Il n'avait plus le luxe d'être timoré. Pas plus qu'il ne pouvait s'effondrer en larmes en cherchant la chaleur et le réconfort des bras de ses compagnons. Aujourd'hui, il ne pouvait être celui que l'on préservait, il n'avait pas le droit de se laisser aller à être faible. Hors de question.

Ce qui se jouait en ce moment était bien trop gros pour se contenter de pleurer.

Alors Chopper prit une profonde inspiration, fermant un court instant les yeux pour gonfler ses poumons d'air et son cœur de courage.

Lorsqu'il les rouvrit, pas une larme ne les habitaient.

- Ce que Zoro ne voulait pas que je vous dise, vous voulez l'entendre ?

Le temps reprit ses droits, les secondes s'égrainèrent à nouveau. Et l'équipage reprit pied avec la réalité.

Alors il parla, expliqua.

Usopp était toujours assit par terre, ses prunelles marrons s'animant d'une lueur d'incertitude. Était-ce réel ? Vraiment ? Pouvait-il y croire ?

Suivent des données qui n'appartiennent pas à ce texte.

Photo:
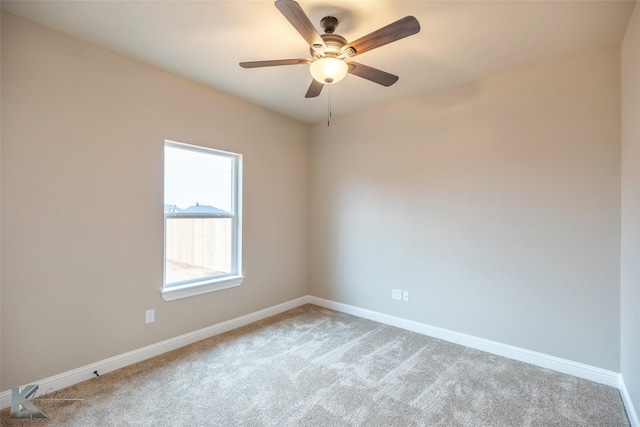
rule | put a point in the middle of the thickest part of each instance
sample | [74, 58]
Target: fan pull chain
[329, 107]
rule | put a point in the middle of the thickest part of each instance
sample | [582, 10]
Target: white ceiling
[460, 42]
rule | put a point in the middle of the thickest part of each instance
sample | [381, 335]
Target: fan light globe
[328, 70]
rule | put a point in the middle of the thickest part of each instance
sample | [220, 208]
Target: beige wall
[497, 205]
[630, 257]
[82, 220]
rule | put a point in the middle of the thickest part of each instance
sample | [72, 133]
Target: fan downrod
[329, 24]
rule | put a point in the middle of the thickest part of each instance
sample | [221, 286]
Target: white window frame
[217, 283]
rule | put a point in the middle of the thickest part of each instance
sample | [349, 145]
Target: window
[201, 220]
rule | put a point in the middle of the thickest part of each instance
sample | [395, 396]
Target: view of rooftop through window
[199, 213]
[196, 178]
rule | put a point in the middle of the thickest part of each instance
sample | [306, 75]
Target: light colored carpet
[315, 367]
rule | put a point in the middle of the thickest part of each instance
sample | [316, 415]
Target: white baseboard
[84, 373]
[628, 404]
[592, 373]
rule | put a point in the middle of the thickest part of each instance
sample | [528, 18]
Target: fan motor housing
[334, 43]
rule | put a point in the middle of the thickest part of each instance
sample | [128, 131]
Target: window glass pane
[196, 178]
[196, 248]
[201, 218]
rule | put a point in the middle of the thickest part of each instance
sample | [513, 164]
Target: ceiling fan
[330, 53]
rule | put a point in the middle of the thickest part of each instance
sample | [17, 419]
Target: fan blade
[373, 74]
[296, 16]
[395, 31]
[257, 64]
[314, 89]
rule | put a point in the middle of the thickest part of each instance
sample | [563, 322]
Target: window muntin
[202, 218]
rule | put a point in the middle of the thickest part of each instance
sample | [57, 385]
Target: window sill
[192, 289]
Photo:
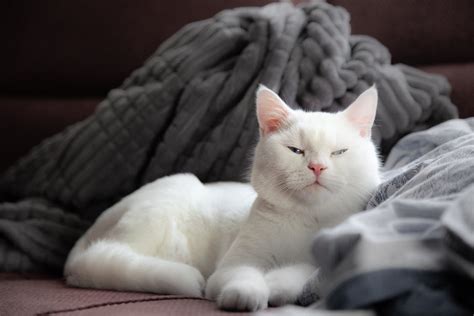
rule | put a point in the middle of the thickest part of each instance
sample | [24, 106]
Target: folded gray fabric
[414, 248]
[190, 108]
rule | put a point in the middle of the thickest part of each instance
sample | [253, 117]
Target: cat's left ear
[272, 112]
[362, 111]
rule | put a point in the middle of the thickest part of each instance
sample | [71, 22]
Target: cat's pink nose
[317, 168]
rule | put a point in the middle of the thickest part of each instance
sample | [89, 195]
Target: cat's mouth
[317, 184]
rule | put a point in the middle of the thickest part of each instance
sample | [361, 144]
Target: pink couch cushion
[22, 295]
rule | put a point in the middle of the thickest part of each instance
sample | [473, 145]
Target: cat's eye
[296, 150]
[339, 152]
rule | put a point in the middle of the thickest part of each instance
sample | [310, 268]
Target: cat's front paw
[243, 296]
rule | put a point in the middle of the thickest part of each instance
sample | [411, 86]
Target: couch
[59, 59]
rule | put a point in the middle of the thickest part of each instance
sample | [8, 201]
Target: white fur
[170, 235]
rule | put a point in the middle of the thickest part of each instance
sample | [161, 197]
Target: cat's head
[315, 158]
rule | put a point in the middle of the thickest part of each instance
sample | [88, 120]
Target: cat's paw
[243, 296]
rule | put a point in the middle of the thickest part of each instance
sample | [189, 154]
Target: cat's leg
[238, 288]
[114, 265]
[286, 283]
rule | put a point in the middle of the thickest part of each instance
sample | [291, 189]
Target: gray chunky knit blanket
[191, 108]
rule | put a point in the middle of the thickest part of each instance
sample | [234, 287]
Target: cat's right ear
[272, 112]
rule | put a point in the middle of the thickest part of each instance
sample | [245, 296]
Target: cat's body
[310, 171]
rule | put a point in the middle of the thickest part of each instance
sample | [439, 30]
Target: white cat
[310, 170]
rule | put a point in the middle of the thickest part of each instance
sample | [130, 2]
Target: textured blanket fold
[415, 248]
[191, 108]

Robin cligna simplement des paupières puis pressa une main contre ses lèvres, interdisant le moindre son d'en franchir les barrières. Elle aurait dû savoir ! Elle aurait dû convaincre les autres !

Franky ferma la bouche et jetait des regards à la dérobée à chacun de ses compagnons, incrédule. Il s'était toujours douté que quelque chose ne tournait pas rond dans cette histoire, mais … Mais à ce point … ?

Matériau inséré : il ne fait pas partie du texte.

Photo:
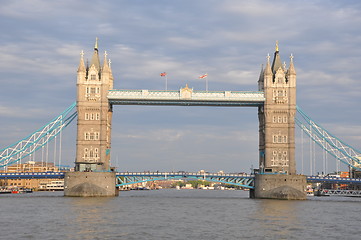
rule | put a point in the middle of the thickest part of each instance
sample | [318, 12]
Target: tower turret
[276, 117]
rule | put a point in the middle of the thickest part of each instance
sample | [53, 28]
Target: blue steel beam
[327, 179]
[241, 180]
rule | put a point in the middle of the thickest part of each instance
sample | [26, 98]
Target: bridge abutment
[279, 186]
[90, 184]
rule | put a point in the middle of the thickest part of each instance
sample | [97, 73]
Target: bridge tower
[93, 175]
[277, 165]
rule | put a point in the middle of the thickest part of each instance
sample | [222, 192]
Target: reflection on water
[278, 218]
[172, 214]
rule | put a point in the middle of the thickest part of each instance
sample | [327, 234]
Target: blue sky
[41, 41]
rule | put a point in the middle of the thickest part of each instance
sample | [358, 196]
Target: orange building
[30, 166]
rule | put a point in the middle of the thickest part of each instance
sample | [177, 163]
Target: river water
[177, 214]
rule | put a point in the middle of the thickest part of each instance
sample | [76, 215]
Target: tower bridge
[96, 98]
[275, 100]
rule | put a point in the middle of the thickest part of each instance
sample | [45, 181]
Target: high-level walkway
[186, 97]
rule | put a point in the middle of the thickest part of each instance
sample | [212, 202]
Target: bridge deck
[186, 97]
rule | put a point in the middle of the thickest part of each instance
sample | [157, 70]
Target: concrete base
[90, 184]
[276, 186]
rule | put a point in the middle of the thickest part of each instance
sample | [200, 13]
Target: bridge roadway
[230, 178]
[186, 97]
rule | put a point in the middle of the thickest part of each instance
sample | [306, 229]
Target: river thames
[177, 214]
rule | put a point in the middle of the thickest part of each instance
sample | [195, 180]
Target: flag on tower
[203, 76]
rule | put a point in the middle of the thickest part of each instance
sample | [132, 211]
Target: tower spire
[291, 69]
[96, 44]
[95, 59]
[277, 63]
[81, 63]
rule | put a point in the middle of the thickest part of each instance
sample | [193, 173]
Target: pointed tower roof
[267, 69]
[106, 67]
[261, 74]
[277, 63]
[291, 69]
[95, 59]
[81, 63]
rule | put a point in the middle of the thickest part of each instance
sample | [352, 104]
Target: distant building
[29, 166]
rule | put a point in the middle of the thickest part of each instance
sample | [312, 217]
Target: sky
[40, 50]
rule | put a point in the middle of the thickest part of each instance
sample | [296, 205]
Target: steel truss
[331, 144]
[37, 139]
[241, 180]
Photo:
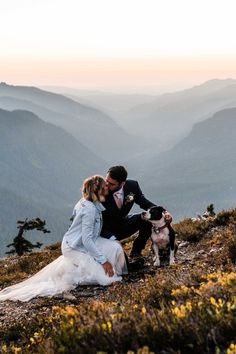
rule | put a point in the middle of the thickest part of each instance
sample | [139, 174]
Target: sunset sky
[120, 45]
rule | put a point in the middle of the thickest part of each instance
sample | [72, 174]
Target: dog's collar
[158, 229]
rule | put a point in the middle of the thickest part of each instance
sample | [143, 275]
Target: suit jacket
[112, 215]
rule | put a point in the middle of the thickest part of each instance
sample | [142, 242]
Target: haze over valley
[180, 146]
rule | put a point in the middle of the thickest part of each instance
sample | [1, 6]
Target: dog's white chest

Nami laissa un peu plus de larmes dévaler ses joues, creuser ses traits. Elle s'en voulait. Elle n'avait pensé qu'à sa douleur et rien d'autre. Elle avait été tellement aveugle alors qu'au fond d'elle, elle le savait !

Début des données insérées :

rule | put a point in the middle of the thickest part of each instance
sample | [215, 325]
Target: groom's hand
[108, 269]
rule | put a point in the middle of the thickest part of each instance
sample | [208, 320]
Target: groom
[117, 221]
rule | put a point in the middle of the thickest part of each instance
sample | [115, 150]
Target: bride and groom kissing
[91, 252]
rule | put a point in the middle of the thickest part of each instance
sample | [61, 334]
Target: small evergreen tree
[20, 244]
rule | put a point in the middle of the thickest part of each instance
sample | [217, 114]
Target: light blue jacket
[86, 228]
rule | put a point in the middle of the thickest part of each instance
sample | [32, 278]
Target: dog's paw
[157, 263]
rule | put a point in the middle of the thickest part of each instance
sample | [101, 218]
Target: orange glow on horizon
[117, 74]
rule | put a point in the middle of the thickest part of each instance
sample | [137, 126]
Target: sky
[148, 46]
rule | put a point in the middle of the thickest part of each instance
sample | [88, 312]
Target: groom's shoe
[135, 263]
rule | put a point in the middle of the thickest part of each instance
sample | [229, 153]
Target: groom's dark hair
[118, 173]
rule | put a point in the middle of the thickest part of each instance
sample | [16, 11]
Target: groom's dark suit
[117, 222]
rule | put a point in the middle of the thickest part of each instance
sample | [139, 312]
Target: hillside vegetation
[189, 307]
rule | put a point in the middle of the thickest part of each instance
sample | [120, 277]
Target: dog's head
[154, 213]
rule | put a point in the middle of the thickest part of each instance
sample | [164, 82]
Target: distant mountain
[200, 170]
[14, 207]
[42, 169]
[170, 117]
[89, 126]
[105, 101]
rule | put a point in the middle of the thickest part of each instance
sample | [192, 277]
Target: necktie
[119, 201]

Et Chopper parlait, narrait, ne s'arrêtait même pas pour reprendre son souffle.

Zoro avait accepté le poste de Grand Corsaire en échange de l'abandon de toutes les poursuites vis-à-vis du reste de l'équipage. Lui contre tous. Il avait tu son arrangement, trop effrayé que les autres ne se mettent entre lui et la Marine. Parce que sans Luffy, il n'y avait pas d'autre échappatoire possible pour eux. Un mal horrible pour un bien dont on ne profitait même pas. Mais il l'avait fait parce qu'il n'y avait que ça à faire, que l'unique autre issue possible était l'échafaud.

Alors il fallait se faire haïr des siens. Susciter une haine telle que personne ne songerait à le sortir de ce guêpier. S'il suffisait d'en sacrifier un seul pour que tous s'en sortent, alors il le ferait. Et il l'avait fait.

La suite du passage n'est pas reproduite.